The first question I have to ask is "where is the working model". Where are the pictures of the "real" system. Where is the data that shows how many watts are produced, how many miles there are to the gallon, how many degrees cooler the room is. I get so very bored with "it feels like it's working" or "my car feels like it has more power"! My advice is to stop talking about these ideas and start testing them. Your attitude will change real quick!

But hey, maybe a wind powered fuel cell hydrogen generator will work better with polarizing magnets!


----------



## ryanthomas (Dec 10, 2009)

I partially agree with you about "wonder systems." I have studied plenty of alternative energy ideas, and lots of them are junk. But I keep an open mind. The reason I posted here was because I knew people would be critical of the idea and I was looking for any reason not to waste my time on the concept. So far I have received some helpful suggestions, but no one has come close to convincing me that this isn't feasible. So I will probably do some experimentation with it. I should be able to test it out for a hundred bucks. If it fails miserably, I'm not out much money. If it shows promise I can go from there.

This guy who came up with this is a dreamer, no doubt about that. But that doesn't automatically disqualify all of his ideas. I've read some of his other ideas and some seem stupid and worthless while some seem valuable. He claims to be a nuclear physicist, maybe he's lying. But as far as I can tell, he knows what he's talking about, and I am a reasonably intelligent person. He claims there are over 9,000 of these refrigeration systems in use. Maybe he's lying. I don't care.
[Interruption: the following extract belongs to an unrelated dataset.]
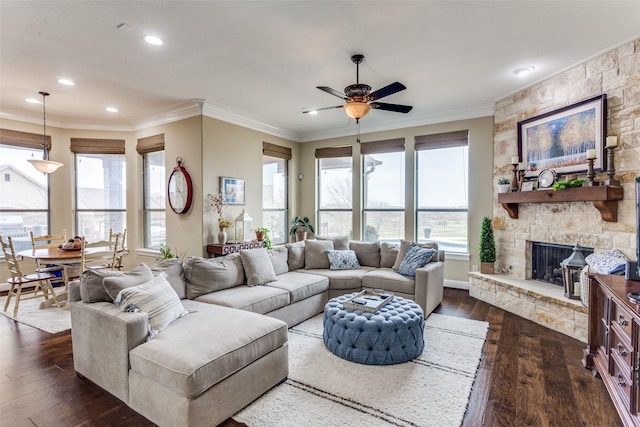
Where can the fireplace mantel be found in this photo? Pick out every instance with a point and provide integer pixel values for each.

I'm the type of person who is willing to test something before dismissing it, unless it is obviously junk science, like over-unity devices. No one has told me any solid reason this cannot work. So I'll see for myself, unless I find a fatal flaw with it first. Thanks to everyone who provided helpful feedback. I'm still open to more if anyone has any.


----------



## wind power (Sep 29, 2010)

Hi Ryan, 

Indeed that&#8217;s what it takes to be innovative, that is to dream.
However my first impression of the web site, after a very brief scan of it, was there was a lot of theoretical stuff and it was very short on trial error experimentation.
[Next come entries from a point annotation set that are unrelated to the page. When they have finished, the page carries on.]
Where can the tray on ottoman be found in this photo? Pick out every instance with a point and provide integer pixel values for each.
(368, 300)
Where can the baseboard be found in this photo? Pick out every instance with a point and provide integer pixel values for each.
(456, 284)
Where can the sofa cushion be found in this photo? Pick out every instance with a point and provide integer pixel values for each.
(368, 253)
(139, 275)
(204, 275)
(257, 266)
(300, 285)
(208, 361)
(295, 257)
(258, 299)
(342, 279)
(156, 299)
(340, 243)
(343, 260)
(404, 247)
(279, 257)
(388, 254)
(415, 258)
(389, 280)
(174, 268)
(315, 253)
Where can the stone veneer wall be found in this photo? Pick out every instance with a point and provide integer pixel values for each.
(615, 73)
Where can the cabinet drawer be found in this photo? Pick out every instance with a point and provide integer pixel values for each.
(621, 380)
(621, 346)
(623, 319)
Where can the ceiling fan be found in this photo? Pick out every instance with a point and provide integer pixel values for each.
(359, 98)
One of the best homebrew cooling systems short of buying an air conditioner was a fellow I saw on YouTube who simply bought some 1/4 copper tubing and loosely uncoiled it and then he used some zip ties to attach it to the guard of a cheap-o box fan, from one end of the copper tubing, he attached a small aquarium pump with a short length of plastic hose, simply by shoving it over the copper tubing, on the other end he did the same thing with the plastic tubing.
He then put the aquarium pump into a cooler which had slurry of ice and water, and then the return line also went back into the cooler too.
He cut on the pump and the box fan ...it worked just like a swamp chiller.

Old timers use to do the same thing, but different application... they would soak some hay or straw and let a fan blow across it.

But back to your topic, the probability of it working mechanically is very high, after all old Aeromotor windmills were used for pumping water. But to get the necessary mechanical linkage and torque required to push everything will probably be a blade swept area of no less than about 15 feet.
Your biggest hurdles are:

No winds of 10mph or greater you are going to be panting and sweating like a wart hog on the Serengeti Plain after a long chase by a Cheetah
There is very little available power in winds less than 5-6 miles an hour.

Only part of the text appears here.